# Seksualiteit > Soa's >  Syfilis - Artikel

## Sylvia93

Syfilis is een ernstige soa (seksueel overdraagbare aandoening). Als je er op tijd bij bent is het goed te genezen. De ziekte wordt veroorzaakt door een bacterie. Die nestelt zich in eerste instantie in de vagina, de penis of de anus en soms in de mond. Waar de infectie zit, is afhankelijk van de manier waarop je hebt gevreeën. De bacterie kan zich later via het bloed door het gehele lichaam verspreiden.

*Verschijnselen bij mannen en vrouwen*
Twee tot twaalf weken na infectie met syfilis ontstaan op de plaats, waar je geïnfecteerd bent, één of meer zweertjes. Dit kan op of in de penis, vagina, anus of mond zijn. Het zweertje kan ongeveer een centimeter groot worden, voelt hard aan en doet meestal geen pijn. Het zweertje is soms moeilijk te zien, omdat het in de vagina of in de anus kan zitten. De lymfeklieren in de buurt van het zweertje zijn opgezet. Ook zonder behandeling verdwijnt het zweertje vanzelf binnen twee à drie weken. De ziekte is echter niet weg. Enkele weken tot maanden later treedt het tweede stadium van de ziekte in. De bacterie is dan via de bloedbaan door het hele lichaam verspreid.

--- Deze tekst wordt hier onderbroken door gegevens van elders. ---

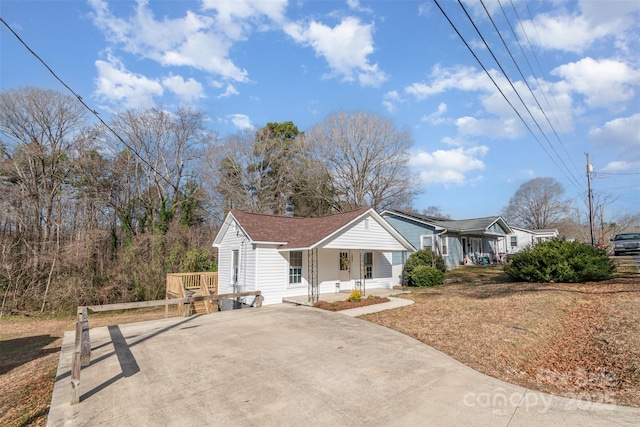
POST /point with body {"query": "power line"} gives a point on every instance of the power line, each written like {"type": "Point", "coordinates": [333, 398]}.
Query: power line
{"type": "Point", "coordinates": [574, 181]}
{"type": "Point", "coordinates": [526, 82]}
{"type": "Point", "coordinates": [524, 78]}
{"type": "Point", "coordinates": [544, 76]}
{"type": "Point", "coordinates": [94, 112]}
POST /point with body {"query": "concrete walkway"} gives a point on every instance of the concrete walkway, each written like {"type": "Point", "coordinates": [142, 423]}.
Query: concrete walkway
{"type": "Point", "coordinates": [287, 365]}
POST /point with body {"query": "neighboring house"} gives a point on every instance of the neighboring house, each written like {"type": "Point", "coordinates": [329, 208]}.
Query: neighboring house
{"type": "Point", "coordinates": [290, 256]}
{"type": "Point", "coordinates": [522, 238]}
{"type": "Point", "coordinates": [477, 240]}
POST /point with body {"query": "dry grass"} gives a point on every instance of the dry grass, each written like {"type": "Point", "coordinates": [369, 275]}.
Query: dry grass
{"type": "Point", "coordinates": [572, 340]}
{"type": "Point", "coordinates": [29, 353]}
{"type": "Point", "coordinates": [563, 339]}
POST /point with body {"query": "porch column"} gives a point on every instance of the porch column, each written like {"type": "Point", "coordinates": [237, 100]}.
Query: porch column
{"type": "Point", "coordinates": [313, 289]}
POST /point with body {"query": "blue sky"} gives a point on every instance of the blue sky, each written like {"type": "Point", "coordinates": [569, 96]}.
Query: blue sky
{"type": "Point", "coordinates": [248, 63]}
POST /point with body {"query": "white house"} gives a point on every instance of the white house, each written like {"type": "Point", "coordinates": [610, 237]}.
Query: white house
{"type": "Point", "coordinates": [291, 256]}
{"type": "Point", "coordinates": [522, 238]}
{"type": "Point", "coordinates": [460, 242]}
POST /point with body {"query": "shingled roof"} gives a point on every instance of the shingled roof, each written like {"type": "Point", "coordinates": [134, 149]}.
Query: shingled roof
{"type": "Point", "coordinates": [456, 225]}
{"type": "Point", "coordinates": [293, 232]}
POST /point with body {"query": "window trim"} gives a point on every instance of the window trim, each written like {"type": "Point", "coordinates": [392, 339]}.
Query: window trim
{"type": "Point", "coordinates": [426, 237]}
{"type": "Point", "coordinates": [235, 263]}
{"type": "Point", "coordinates": [343, 261]}
{"type": "Point", "coordinates": [368, 268]}
{"type": "Point", "coordinates": [298, 273]}
{"type": "Point", "coordinates": [444, 245]}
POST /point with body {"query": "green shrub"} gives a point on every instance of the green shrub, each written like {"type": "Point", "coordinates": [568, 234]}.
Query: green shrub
{"type": "Point", "coordinates": [422, 257]}
{"type": "Point", "coordinates": [355, 296]}
{"type": "Point", "coordinates": [559, 260]}
{"type": "Point", "coordinates": [423, 275]}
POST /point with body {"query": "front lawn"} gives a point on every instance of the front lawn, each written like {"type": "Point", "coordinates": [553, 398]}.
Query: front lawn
{"type": "Point", "coordinates": [576, 340]}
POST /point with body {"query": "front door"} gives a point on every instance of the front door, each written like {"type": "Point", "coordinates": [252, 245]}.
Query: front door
{"type": "Point", "coordinates": [345, 262]}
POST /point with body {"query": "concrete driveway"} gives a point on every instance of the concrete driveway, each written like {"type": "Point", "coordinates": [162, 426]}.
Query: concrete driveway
{"type": "Point", "coordinates": [284, 365]}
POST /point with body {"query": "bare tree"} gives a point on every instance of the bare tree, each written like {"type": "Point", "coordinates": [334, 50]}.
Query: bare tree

*Je kunt dan de volgende verschijnselen krijgen:* 

* vlekjes op de huid over het hele lichaam, vooral op de handpalmen en voetzolen. Ook deze vlekjes zijn niet altijd duidelijk zichtbaar en verdwijnen vanzelf. De ziekte verdwijnt echter niet; 
* grieperig gevoel: hoofdpijn, keelpijn, moeheid, temperatuurverhoging; 
* haaruitval, waardoor kale plekken op het hoofd ontstaan;
* oogklachten met oogbolontsteking en gezichtsverlies;
* een soort wratjes in de buurt van de geslachtsdelen of de anus. 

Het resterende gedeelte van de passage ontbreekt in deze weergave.